Two years ago, on a whim, I bought a fern. The unique look caught my attention and has quickly become one of my favorites.
The foxtail fern is a fun plant. The bushy stems shot straight up, and it’s hard to resist touching the full yet airy leaves that resemble the fullness of an animal’s tail.
An outdoor perennial in Zones 9-11, this tropical plant works well in containers that can be brought indoors before the first frost. Often, the plant produces white flowers and red berries, but this has not happened with my plant.
This summer, it has happily lived on my front porch. There, it gets indirect sunlight and is protected from harsh winds, rains, and hot afternoon sun. In a few weeks, I will bring the container inside and place it near my sunny window.
The window in my family room is magic. It has just the right amount of morning sun, and I have it crowded with indoor plants that thrive in the space.
This plant, the foxtail fern, also has a secret: it is not a fern. The Foxtail (Asparagus densiflorus) is part of the asparagus family. It reproduces through seeds, not spores like true ferns. Because of its tuberous roots, it is sensitive to overwatering. Too much water will cause root rot, so stay on a weekly schedule or when the top three inches of soil are dry.
Because it is native to Africa’s hot, humid climate, spritzing the plant or putting the container on a tray of pebbles and low water will keep it happy. A shot of liquid fertilizer in the spring and summer will provide nutrients.
Reaching full maturity after three years, the Foxtail can grow up to 3 ft tall and 3 ft wide. Consider repotting if you see roots beginning to show at the top of the container. Only increase the pot size slightly – maybe 2 inches. I have my Foxtail in a clay pot. Clay or stone containers are a good idea because they take on some of the moisture and keep the roots dry.
While repotting, you may decide to propagate or divide the plant. Do this by cutting the roots with a sharp knife. Make sure to have a healthy root and green stem with each section—water generously once the plant is in its new container.

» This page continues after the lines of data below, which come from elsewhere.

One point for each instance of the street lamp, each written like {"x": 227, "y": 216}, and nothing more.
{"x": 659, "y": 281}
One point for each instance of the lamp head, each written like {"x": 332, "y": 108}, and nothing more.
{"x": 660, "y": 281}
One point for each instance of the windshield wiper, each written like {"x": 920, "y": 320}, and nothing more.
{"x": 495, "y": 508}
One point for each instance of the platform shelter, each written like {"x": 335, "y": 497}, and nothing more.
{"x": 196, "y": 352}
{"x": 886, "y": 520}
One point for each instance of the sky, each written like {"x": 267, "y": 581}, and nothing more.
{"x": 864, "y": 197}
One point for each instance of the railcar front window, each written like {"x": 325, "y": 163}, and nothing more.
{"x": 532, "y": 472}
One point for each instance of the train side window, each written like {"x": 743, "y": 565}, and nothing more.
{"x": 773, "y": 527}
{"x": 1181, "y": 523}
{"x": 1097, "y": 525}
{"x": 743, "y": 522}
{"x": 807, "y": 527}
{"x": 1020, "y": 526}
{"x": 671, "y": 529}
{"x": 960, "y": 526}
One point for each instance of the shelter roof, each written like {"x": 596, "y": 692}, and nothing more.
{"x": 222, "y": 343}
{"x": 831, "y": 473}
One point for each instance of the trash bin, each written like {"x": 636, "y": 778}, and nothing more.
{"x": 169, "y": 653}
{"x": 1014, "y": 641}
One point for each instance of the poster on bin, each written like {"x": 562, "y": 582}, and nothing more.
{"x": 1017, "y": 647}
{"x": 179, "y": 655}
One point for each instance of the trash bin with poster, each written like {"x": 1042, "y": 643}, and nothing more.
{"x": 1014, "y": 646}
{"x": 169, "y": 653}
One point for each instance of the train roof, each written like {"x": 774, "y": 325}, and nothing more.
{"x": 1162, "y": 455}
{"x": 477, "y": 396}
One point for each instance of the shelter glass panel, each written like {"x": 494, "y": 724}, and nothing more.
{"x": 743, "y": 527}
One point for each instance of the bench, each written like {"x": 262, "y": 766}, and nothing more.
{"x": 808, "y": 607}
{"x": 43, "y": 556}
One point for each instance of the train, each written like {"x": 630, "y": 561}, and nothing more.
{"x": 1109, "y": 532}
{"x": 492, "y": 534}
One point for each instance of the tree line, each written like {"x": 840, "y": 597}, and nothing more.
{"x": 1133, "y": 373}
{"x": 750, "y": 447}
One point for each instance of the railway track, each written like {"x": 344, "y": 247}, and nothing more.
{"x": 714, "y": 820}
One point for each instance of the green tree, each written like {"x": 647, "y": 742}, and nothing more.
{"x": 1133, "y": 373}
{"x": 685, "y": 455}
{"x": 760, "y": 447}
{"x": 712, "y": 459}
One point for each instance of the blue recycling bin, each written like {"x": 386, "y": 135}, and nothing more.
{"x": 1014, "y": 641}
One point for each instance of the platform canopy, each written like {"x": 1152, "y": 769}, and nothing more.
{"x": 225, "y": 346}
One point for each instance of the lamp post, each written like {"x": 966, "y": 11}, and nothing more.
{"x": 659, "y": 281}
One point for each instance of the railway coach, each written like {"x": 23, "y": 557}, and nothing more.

If you notice stems and leaves turning yellow, often a sign of overwatering, prune the weak stems at the base of the plant. This is really the only pruning Foxtails need.
The Foxtail is often called by the common name asparagus fern, a common name shared by several plants. I also have an asparagus fern (Asparagus aethiopicus), which is much different from the Foxtail. It has light and airy leaves that droop over the container; remember the Foxtail stands straight.
The asparagus is perfect for hanging baskets or window boxes filler. The leaves are pine-like and not really that soft. It drinks quite a bit of water and sheds leaves like crazy. I’m not sure why I keep this messy plant around, but it seems happy, and I tolerate its leaf drop while fussing under my breath every time I clean the bathroom counter and floor.
As we ease into September, I am working on rearranging houseplants, making room for the ones I will soon bring indoors. The messy asparagus will go to the bathroom, where the light and humidity make it happy.
The Foxtail will live in the magic corner and thrive on the filtered sunlight. Nothing beats outside, but for now, I have found indoor homes that keep my ferns foxy and healthy.